Hier wären nun wahre intellektuelle Vordenker auf Seiten der Linken gefordert. Vordenker, die die nötige radikale Selbstkritik nicht scheuen und Perspektiven für progressive Antworten entwickeln, die von den Betroffenen als echte Option wahrgenommen werden. Sich nun über „Pimmel mit Ohren“ lustig zu machen, ist intellektuelles Dünnbrettbohren – nur nicht anecken, nur nichts Falsches denken oder gar sagen, immer den Weg des geringsten Widerstandes.
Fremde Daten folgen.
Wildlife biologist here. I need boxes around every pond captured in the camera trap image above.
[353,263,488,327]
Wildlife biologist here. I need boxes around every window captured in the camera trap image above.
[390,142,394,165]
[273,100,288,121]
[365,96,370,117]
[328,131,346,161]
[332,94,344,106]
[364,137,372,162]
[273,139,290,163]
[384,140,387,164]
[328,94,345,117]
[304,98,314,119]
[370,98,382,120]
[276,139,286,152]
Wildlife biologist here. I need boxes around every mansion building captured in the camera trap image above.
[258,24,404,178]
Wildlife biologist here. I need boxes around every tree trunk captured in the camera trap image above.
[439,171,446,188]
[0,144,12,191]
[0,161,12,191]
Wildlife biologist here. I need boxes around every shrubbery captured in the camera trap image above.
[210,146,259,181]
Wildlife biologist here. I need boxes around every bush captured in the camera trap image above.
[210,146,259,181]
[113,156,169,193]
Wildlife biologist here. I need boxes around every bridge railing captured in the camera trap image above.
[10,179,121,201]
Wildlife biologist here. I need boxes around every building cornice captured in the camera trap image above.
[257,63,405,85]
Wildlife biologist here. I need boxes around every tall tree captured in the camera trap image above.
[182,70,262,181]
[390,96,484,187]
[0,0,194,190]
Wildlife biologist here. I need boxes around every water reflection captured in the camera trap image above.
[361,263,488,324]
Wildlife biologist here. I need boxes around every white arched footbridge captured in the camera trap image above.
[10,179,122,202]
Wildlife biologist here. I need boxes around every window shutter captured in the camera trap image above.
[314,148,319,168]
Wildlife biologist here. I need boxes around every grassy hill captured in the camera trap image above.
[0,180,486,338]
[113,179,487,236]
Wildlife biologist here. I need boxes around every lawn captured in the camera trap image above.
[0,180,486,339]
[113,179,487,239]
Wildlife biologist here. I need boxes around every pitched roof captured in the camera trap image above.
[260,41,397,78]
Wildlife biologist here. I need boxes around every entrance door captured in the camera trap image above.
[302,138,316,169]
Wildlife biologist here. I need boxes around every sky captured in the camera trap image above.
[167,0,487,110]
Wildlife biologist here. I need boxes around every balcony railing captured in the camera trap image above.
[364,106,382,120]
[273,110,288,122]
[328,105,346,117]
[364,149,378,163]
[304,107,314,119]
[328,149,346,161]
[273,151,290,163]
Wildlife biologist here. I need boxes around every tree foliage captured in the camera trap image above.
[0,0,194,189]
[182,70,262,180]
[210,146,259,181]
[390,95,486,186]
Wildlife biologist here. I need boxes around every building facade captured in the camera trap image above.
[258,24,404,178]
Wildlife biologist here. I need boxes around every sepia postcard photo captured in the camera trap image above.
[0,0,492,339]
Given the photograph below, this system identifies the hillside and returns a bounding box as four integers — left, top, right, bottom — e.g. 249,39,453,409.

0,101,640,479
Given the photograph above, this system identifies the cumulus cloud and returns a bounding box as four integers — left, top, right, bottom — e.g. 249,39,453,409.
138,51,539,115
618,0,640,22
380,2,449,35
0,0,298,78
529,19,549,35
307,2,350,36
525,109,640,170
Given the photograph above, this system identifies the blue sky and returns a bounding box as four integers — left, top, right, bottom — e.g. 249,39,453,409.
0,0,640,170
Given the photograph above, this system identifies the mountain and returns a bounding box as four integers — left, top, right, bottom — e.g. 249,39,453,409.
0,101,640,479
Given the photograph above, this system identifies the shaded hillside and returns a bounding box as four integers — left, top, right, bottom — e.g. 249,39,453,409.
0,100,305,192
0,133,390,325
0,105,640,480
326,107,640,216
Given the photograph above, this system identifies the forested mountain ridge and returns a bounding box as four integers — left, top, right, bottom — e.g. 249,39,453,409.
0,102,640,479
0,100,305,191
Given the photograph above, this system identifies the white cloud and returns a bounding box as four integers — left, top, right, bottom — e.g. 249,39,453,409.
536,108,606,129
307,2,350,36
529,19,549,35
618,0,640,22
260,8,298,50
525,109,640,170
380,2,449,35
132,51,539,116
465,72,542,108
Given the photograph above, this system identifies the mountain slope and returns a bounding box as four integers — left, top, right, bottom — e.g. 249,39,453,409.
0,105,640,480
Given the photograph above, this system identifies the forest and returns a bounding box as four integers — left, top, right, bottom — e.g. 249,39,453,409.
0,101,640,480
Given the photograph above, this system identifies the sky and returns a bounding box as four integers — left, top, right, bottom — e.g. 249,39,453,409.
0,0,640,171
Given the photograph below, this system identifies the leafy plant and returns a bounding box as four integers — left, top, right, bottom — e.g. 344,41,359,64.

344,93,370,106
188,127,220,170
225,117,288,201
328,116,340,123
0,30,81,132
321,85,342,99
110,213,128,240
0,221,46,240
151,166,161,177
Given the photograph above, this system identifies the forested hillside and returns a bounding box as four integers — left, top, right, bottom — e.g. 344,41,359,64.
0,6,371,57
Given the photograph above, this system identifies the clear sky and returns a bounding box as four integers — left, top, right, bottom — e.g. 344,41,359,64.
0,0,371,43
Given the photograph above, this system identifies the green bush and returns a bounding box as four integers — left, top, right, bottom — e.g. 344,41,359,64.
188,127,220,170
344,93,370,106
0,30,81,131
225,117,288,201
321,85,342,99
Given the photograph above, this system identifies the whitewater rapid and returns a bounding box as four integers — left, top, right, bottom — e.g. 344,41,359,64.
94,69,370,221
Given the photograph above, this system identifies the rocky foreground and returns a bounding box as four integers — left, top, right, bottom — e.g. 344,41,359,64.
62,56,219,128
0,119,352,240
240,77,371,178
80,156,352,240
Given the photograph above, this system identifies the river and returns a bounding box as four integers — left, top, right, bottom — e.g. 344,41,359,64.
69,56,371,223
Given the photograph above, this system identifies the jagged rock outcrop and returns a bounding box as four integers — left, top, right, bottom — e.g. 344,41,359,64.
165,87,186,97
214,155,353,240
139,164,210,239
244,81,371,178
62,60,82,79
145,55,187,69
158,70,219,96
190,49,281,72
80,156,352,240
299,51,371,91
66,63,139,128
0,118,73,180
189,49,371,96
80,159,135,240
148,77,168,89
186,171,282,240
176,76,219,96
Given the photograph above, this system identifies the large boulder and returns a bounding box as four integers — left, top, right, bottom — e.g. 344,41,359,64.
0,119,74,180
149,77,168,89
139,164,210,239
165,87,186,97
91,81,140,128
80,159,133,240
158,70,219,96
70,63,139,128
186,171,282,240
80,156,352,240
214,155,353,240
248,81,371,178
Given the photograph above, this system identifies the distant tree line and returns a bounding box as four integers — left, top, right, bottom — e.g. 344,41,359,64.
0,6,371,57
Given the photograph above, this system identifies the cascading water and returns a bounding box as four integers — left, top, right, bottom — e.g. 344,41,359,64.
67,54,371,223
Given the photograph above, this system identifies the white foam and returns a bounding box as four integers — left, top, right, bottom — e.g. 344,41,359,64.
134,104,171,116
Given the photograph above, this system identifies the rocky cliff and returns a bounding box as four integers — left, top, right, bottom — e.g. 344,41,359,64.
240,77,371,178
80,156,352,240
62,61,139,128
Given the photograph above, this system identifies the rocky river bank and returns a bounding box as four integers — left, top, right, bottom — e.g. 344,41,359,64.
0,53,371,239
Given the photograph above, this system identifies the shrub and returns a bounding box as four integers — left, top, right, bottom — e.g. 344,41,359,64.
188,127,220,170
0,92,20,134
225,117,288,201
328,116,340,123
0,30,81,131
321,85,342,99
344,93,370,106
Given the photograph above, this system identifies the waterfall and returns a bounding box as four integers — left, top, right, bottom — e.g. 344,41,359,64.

So ist einem zwar der Applaus der Echokammer sicher, aber wen interessieren schon „parallele Netzgesellschaften“? Wer sich lieber mit opportunistischen Albernheiten abgibt, vertut in der heutigen Situation nicht nur die Chance, der Gesellschaft einen Schubs in die richtige Richtung zu verpassen, sondern erledigt indirekt die Kärrnerarbeit der politischen Rechten. Das gilt auch für die linken „Wohlfühlthemen-Hipster“, die die Sorgen und Probleme einer kleinen großstädtischen Elite aufs Tableau des linken Diskurses gehievt haben und sich mit profanen Verteilungsfragen gar nicht mehr abgeben wollen.

Wenn die Linke keine Antworten gibt und keine Optionen liefert, wird die Rechte den Sieg davontragen. Alleine schon, weil es so viel einfacher ist, „gegen Flüchtlinge zu sein“, als sich gegen eine Gesellschaftsform zu positionieren, die durch eine derart massiv sozioökonomische Schieflage geprägt ist wie die unsere. Wollen wir Dünnbrettbohrer oder Sachsenversteher sein? Ich plädiere für Letzteres.